Cliff chaotic with backups, wrecks

Gabriel Cabello and Gabriel Cabello

High speeds, backed-up turning lanes and U-turns in nearby streets are a constant trouble for students traveling Cliff Drive.

Surrounding roads and entrances to City College are of major traffic concern-four car accidents involving students have happened in this semester alone.

“I think the problem is that drivers aren’t necessarily speeding, but are going at a high rate of speed because Cliff Drive is considered a highway,” said Director of Security Erik Fricke.

Lieutenant Paul McCaffrey of the Santa Barbara Police Department shares this perspective.
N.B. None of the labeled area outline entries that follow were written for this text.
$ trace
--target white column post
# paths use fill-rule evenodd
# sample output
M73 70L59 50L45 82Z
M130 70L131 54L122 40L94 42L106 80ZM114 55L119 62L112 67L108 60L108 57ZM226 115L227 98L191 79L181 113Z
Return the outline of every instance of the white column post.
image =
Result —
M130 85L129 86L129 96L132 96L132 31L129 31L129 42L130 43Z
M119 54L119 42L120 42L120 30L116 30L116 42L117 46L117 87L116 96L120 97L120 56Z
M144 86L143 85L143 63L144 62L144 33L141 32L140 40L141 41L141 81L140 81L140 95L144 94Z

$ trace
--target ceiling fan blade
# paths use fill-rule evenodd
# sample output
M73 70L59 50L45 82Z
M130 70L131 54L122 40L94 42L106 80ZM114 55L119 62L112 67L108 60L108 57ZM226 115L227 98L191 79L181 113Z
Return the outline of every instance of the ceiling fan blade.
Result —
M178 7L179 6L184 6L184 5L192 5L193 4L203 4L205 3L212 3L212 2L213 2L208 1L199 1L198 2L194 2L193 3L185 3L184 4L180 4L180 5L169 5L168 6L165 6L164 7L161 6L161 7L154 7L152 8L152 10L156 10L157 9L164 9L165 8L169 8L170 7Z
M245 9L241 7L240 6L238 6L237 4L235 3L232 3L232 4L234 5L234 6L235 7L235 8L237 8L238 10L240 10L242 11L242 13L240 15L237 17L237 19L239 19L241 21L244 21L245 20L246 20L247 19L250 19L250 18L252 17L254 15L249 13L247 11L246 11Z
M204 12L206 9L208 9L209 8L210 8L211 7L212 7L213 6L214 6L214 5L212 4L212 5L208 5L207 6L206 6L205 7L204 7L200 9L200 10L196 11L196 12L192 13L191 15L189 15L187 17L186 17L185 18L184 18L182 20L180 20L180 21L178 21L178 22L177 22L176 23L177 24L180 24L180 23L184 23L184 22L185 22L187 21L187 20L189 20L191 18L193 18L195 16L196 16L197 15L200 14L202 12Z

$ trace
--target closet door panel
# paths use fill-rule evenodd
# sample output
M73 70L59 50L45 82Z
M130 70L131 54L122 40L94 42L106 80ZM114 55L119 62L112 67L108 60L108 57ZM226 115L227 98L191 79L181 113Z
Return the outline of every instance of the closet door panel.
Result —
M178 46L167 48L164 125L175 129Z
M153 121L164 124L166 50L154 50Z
He said that anytime people are driving at high speeds, accidents are inevitable.

Although the police department occasionally holds checkpoints to enforce traffic laws on Cliff, McCaffrey said they don’t do anything in particular on Cliff Drive that they wouldn’t do anywhere else around town.

As long as drivers aren’t exceeding 40 mph, they aren’t speeding on Cliff Drive. They are, however, making it difficult for students to turn left when exiting and entering East and West Campus.

Furthermore, any changes in the near future would be hard to initiate because Caltrans manages the road, and the city does not.

“They stated that the number of incidents that occurred outside of campus did not exceed the ratio they have to determine unsafe roads,” Fricke said.

Essentially, Caltrans expressed that Cliff Drive was too safe to make any changes on.

The college’s hopes to ease traffic problems would likely only occur in a scenario where Caltrans handed over control of Cliff Drive to the city.

And most traffic problems are created by students making rash decisions in attempt to avoid the traffic in the first place.

“I just make an illegal U-turn two streets down,” sophomore Shane Franklin-Rogers said.

However, he might not be breaking the law after all since U-turns are legal at most Cliff Drive intersections, according to Lieutenant McCaffrey.

“It’s ridiculous. People don’t turn at the right time, so I just skip them,” Franklin-Rogers added.

Others said they do the same.

Yet, other students avoid the chaos completely by parking just outside of campus.

“I gave up years ago,” said Carmel Kolb, a business major. “I park in the neighborhood and walk to school. There’s a group of us.”

If City College ever creates an opportunity to make changes at campus entrances, Fricke has a couple ideas in mind that would alleviate the situation.

“I think a good option would be to put a single light like they have on Las Positas at the other end of Cliff Drive,” Fricke said about the area directly outside of West Campus. “It controls traffic over there and it doesn’t get too backed up.”

Until changes occur, the only traffic control the school will likely implement is during the first few weeks of each semester, when security directs students to only make right turns at the East Campus exit.

“It takes too long to make a left turn,” Fricke said. “It creates a traffic jam that can go back to the bookstore sometimes.”